Franz Boas Seminars - 2021 -2022

The Franz Boas Seminars have long been the flag-ship lecture series of the department, hosting renowned scholars and providing a venue for intense conversation about the state of the art of anthropology, its theoretical stakes and its ethnographic explorations. This year's seminar is especially concerned with questions of race and environment, and with the contributions that anthropology can make to the urgent problems of our contemporaneity. You are welcome to attend the lectures, and to explore past events here. A record of seminars in prior years may be accessed here.

BOAS seminars poster 2022 - Kessie Alexandre
March 9, 2022 - 4:00pm

Diana LL03, Barnard Campus (Zoom Link here)

Kessie Alexandre, Assistant Professor, University of Washington

"No Scientists Required’: Risk, Refusal, and Ecopreneurship in the Newark Water Crisis"

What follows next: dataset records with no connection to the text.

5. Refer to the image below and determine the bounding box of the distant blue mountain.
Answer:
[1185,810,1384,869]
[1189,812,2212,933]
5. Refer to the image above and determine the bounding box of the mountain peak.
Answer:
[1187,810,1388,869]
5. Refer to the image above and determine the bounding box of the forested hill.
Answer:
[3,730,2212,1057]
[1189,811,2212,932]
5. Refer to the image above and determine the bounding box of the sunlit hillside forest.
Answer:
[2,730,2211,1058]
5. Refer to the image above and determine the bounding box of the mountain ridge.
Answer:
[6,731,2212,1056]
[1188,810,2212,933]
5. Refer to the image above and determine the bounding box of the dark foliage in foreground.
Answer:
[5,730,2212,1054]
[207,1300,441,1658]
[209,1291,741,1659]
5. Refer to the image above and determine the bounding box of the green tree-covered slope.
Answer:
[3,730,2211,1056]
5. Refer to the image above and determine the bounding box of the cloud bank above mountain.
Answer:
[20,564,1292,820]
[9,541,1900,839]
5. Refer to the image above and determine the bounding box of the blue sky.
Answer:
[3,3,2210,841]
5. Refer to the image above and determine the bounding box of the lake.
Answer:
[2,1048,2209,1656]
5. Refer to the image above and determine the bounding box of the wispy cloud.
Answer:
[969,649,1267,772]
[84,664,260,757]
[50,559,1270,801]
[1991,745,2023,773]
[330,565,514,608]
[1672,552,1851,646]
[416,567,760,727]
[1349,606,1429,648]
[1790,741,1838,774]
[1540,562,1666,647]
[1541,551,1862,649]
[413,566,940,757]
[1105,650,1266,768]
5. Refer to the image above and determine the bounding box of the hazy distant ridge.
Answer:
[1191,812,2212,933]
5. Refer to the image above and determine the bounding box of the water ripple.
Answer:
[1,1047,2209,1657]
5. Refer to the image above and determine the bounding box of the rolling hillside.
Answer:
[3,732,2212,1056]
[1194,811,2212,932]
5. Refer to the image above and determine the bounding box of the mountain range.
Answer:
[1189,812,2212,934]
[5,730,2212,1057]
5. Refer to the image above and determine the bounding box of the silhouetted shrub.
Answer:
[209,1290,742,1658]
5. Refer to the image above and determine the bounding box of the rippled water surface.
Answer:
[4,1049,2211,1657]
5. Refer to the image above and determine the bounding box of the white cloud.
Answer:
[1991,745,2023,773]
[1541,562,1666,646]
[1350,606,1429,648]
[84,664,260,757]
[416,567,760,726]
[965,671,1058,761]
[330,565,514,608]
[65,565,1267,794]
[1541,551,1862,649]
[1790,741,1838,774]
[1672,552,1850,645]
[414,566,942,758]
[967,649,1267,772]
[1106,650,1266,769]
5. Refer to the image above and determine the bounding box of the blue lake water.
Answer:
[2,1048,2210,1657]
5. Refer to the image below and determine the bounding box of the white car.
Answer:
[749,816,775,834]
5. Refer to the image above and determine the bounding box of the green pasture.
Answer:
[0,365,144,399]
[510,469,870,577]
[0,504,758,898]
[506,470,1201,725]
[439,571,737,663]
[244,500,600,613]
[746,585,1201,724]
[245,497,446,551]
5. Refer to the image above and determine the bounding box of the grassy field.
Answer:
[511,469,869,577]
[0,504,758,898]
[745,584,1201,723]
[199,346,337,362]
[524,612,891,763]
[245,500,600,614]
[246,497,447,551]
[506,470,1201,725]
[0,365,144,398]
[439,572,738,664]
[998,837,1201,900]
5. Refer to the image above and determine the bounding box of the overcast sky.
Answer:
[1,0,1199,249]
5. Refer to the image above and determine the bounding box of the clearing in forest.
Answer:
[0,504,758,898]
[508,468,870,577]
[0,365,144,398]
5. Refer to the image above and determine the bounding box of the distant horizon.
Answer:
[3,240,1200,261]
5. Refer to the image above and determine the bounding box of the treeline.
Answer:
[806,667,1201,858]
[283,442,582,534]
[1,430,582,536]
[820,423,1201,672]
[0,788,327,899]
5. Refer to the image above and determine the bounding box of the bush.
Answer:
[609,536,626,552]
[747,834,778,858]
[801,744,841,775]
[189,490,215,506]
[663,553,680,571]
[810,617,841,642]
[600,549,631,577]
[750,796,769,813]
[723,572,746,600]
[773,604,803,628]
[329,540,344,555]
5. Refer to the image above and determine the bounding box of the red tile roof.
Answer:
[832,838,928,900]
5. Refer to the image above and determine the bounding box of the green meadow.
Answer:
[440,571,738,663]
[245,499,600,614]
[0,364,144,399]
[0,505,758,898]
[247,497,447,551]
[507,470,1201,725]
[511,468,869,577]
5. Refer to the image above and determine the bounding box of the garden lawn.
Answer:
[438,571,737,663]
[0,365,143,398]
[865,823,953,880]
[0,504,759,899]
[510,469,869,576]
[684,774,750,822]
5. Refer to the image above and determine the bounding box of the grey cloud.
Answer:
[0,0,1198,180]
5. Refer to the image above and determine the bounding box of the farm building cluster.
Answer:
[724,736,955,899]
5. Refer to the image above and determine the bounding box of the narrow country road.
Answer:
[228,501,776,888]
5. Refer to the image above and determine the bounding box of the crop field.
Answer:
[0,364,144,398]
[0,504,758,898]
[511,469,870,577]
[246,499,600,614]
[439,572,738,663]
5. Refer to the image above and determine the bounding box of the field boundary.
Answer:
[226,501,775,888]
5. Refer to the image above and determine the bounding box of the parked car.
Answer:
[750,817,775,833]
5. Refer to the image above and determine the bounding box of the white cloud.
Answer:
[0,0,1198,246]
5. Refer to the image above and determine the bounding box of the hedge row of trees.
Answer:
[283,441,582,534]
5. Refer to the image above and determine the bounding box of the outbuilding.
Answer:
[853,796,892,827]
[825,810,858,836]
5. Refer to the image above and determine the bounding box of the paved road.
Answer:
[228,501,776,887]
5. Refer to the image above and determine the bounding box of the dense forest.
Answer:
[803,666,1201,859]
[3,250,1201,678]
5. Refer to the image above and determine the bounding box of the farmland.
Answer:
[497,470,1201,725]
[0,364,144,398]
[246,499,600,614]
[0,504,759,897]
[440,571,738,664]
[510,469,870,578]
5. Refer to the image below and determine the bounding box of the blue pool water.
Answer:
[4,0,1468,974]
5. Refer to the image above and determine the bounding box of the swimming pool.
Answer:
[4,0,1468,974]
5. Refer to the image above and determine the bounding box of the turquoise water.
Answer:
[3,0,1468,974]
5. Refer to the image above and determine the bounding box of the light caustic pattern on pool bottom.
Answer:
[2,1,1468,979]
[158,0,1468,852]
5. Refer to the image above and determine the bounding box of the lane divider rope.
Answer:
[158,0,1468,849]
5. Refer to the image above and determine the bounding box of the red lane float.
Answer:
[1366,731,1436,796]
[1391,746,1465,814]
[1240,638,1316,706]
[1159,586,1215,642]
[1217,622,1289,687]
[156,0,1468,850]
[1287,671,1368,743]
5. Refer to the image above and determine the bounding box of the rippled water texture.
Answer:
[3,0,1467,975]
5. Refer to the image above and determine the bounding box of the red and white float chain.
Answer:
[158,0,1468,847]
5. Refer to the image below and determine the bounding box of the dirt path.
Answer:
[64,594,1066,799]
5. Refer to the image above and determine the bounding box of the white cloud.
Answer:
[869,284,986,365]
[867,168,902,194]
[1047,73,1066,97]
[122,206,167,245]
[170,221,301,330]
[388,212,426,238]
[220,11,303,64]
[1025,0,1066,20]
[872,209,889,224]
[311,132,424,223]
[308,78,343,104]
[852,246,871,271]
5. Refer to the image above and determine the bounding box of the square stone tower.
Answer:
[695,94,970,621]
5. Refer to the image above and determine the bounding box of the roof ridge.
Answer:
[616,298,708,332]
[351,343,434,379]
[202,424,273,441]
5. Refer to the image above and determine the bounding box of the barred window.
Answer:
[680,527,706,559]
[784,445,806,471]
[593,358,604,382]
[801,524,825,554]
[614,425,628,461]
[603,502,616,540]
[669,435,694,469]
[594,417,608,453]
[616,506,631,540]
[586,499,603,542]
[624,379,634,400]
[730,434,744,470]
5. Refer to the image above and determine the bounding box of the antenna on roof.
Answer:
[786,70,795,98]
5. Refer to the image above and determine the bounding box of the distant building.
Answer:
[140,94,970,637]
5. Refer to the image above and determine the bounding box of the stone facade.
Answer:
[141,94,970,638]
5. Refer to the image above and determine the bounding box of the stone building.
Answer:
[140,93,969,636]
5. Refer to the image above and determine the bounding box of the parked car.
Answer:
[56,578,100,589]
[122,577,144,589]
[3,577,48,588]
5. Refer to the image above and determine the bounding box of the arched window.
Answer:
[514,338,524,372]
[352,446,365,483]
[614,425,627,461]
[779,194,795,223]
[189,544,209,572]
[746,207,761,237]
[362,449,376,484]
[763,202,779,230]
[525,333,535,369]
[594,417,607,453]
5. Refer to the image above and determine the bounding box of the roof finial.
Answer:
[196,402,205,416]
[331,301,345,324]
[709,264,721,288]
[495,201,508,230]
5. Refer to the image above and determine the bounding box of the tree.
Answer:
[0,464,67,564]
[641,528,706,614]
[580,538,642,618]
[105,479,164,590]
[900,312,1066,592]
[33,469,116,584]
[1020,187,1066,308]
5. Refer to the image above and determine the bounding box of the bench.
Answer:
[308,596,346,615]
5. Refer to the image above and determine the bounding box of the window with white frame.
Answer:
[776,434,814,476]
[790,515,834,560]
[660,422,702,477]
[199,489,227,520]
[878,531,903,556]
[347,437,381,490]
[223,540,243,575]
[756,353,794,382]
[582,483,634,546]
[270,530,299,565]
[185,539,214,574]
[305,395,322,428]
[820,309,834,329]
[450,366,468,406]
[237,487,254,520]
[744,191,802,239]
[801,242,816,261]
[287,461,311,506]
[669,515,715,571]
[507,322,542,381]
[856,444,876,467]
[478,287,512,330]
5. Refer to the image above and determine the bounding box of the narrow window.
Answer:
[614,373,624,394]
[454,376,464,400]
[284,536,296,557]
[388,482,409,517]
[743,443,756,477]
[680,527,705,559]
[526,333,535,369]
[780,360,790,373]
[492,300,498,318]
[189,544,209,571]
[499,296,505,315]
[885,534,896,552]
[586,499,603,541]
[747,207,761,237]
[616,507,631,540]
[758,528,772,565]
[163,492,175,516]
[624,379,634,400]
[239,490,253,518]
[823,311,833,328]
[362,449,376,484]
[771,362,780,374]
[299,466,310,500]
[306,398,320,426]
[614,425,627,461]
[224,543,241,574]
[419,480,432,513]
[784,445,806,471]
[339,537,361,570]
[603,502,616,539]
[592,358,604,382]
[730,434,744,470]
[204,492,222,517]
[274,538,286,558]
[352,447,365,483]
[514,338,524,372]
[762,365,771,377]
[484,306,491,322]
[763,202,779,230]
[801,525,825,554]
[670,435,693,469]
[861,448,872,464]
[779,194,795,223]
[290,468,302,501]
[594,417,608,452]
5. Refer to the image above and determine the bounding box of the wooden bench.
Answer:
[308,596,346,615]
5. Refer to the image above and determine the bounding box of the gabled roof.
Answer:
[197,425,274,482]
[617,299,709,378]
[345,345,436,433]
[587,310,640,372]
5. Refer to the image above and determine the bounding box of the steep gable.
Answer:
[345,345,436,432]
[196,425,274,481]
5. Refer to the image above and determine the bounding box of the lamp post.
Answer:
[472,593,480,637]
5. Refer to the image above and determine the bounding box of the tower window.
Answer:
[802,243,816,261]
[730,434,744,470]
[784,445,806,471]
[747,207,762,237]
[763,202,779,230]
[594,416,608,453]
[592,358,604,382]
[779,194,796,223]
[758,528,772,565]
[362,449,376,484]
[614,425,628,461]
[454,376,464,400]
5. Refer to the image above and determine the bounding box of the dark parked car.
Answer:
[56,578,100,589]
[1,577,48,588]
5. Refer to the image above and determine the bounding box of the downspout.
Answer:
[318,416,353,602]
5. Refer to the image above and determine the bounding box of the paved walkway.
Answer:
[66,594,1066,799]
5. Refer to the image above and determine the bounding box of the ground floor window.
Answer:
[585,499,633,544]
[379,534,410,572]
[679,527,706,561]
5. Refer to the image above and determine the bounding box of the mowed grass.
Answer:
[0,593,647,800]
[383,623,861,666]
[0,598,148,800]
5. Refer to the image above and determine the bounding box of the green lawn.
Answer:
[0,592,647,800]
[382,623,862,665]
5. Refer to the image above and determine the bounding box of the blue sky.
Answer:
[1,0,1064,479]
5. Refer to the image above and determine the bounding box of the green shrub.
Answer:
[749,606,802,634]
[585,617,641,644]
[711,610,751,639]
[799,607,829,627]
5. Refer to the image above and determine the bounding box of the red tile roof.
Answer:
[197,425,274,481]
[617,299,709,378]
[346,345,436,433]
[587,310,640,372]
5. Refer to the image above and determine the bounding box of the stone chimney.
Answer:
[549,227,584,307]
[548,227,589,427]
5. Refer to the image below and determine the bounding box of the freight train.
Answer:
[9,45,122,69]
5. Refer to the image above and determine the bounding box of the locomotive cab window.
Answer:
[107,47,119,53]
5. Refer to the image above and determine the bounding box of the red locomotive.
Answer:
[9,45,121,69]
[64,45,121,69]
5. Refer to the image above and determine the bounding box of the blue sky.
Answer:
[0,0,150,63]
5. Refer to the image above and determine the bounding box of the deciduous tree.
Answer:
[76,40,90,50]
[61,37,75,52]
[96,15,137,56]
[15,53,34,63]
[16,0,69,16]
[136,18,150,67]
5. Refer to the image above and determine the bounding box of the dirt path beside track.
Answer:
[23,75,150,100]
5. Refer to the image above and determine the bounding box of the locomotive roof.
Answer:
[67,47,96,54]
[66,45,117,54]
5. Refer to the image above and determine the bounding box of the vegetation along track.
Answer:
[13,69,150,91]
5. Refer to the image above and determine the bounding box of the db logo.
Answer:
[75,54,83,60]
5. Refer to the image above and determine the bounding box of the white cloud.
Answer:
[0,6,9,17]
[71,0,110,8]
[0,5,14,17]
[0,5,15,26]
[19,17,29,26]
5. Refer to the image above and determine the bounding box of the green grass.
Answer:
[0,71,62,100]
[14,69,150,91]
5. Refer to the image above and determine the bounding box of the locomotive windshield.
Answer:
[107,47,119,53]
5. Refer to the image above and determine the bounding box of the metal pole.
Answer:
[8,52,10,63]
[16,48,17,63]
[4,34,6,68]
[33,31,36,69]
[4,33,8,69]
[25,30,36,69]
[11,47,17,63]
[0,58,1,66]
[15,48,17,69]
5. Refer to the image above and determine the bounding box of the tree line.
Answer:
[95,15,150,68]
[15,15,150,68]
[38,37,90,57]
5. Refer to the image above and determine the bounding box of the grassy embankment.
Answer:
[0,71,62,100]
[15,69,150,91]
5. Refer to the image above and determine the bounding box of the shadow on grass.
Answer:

Kessie Alexandre's research is organized around questions of public health risk and ethics; environmental racism; climate justice and the social implications of climate change adaptation; Black geographies and diaspora; and the politics and ethics of infrastructure. Alexandre’s research has been supported by the Andrew W. Mellon Foundation, the American Council for Learned Societies, the Wenner-Gren Foundation, and the Princeton Environmental Institute and Department of African American Studies at Princeton University. She published recent work in Geoforum and Current Anthropology. 

Her first book project, “Floods and Fountains,” is an ethnographic study of water insecurity and civic participation in Newark, New Jersey, which uncovers concurrent processes of racialization and toxification in a period of industrial waterway pollution, climate change vulnerability, and tap water contamination. Looking beyond the Newark Lead Crisis, the project examines how residents have mobilized around unsafe water flows since the Black Power Movement and how water insecurity continues to shape political subjectivities and social relations in the moment of ongoing crisis.


 

BOAS seminars poster 2022 - Myles Lennon
February 9, 2022 - 4:00pm

Myles Lennon, Dean's Assistant Professor of Environment and Society & Anthropology

"Affective Energy: The ‘Equicratic’ Politics of Solar Technology from Wall St to West Harlem"

Myles Lennon is an environmental anthropologist and a former sustainable energy policy practitioner. His research explores how rooftop solar, “resiliency” microgrids, and other climate mitigation infrastructures simultaneously reinforce and upend entrenched structures of power as they materialize across long-standing race and class divisions in New York City. Lennon's research has been supported by the U.S. National Science Foundation, the Ford Foundation, and the Wenner-Gren Foundation.